One-step vs. Multi-step CTCF-cohesin interaction mechanisms. (a) One-step CTCF-cohesin mechanism. If 1-step mechanism, it is not clear why cohesin could not extrude past the C-terminal domain of CTCF to interact with the N-terminal domain on the other side. (b) One-step CTCF-cohesin mechanism with directionally sensitive domains. For a one-step mechanism to work, the N-terminal CTCF domain and cohesin would both have to exhibit a directional sensitivity as illustrated. (c) Multi-step CTCF-cohesin mechanism. For an N-terminal encounter, pausing is eventually followed by stabilization.
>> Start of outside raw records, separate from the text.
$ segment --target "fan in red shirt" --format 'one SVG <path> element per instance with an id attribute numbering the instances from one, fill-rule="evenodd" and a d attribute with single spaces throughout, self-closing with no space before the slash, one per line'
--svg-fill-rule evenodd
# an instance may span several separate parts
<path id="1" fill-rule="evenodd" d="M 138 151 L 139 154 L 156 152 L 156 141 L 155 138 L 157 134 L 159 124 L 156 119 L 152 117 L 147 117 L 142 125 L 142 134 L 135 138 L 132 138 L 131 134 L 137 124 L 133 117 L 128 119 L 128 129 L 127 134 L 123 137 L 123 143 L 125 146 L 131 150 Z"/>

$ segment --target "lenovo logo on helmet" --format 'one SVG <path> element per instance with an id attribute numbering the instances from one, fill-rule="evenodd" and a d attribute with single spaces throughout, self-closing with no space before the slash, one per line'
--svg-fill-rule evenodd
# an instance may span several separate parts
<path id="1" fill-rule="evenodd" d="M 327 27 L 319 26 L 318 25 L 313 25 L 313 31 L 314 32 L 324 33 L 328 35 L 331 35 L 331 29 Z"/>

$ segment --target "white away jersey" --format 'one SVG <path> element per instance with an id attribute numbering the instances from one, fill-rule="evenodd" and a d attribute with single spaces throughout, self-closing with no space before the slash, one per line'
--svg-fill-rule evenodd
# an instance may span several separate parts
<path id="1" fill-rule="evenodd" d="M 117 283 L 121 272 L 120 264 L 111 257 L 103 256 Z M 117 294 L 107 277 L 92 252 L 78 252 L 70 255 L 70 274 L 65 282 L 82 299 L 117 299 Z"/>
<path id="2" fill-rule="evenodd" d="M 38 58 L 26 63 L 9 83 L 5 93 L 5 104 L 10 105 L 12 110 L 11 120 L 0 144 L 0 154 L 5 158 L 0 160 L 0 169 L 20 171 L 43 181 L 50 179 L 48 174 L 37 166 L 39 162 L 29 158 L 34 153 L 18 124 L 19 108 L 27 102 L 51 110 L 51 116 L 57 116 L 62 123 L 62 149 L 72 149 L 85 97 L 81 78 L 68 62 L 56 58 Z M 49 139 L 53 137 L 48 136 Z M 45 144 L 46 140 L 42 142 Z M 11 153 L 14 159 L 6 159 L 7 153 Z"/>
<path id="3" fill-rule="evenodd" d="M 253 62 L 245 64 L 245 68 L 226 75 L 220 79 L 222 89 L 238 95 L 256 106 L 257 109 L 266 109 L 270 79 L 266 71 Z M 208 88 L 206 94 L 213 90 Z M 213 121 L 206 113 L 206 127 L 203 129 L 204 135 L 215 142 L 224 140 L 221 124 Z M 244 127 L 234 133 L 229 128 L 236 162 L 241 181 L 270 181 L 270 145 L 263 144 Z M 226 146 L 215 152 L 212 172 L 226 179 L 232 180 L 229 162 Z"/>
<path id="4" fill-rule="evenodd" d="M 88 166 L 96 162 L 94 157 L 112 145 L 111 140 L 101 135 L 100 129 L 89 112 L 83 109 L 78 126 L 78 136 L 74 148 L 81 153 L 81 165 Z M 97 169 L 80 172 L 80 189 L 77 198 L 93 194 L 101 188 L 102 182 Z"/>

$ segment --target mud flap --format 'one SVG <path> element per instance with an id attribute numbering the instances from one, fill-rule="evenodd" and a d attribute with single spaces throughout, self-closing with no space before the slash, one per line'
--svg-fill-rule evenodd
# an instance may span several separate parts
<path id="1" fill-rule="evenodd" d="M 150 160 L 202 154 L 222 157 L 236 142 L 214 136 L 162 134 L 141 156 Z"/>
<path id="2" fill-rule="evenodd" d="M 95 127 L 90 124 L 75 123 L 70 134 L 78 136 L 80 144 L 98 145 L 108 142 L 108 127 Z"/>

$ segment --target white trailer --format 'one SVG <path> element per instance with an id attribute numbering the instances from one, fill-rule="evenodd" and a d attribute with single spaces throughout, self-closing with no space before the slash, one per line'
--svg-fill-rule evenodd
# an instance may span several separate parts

For a C-terminal encounter, pausing is not followed by stabilization, so cohesin eventually extrudes past or dissociates. (d) Instead of a one-step mechanism, a multi-step mechanism would involve transient pausing of cohesin next to CTCF (1), followed by stabilization of cohesin only from the N-terminal side of CTCF, through either direct protein-protein interaction (2), CTCF ‘turning OFF’ the cohesin motor (ATPase) perhaps mediated via PDS5A/B and/or ESCO1 (3), or through CTCF preventing WAPL-mediated release of cohesin from chromatin by CTCF binding to the same RAD21/STAG2 interface as WAPL does (4). It is important to note both that these mechanisms are not mutually exclusive, and that many other mechanisms could contribute.

Figure 4.

Distinct classes of chromatin loops. (a-b) Micro-C maps and CTCF and Cohesin (Smc1a) ChIP-Seq shown for wt-CTCF mESCs and ΔRBR_i-CTCF mESCs, illustrating Type 1 RBR_i-dependent loops that can be explained by loss of CTCF/cohesin binding (a) and Type 2 RBR_i-dependent loops that cannot be explained by loss of CTCF/cohesin binding (b). (c) Sketch of a role for CTCF clustering in blocking cohesin extrusion. Figures 4a-c are partially reproduced and edited from [36] with permission.

Figure 5.

CTCF-mediated loops can be disrupted with only modest effects on TADs/insulation. (a-b) Hi-C contact matrices at 10 kb resolution of the HOXA locus in wt-CTCF and Y226A/F228A-CTCF HAP1 cells from [40].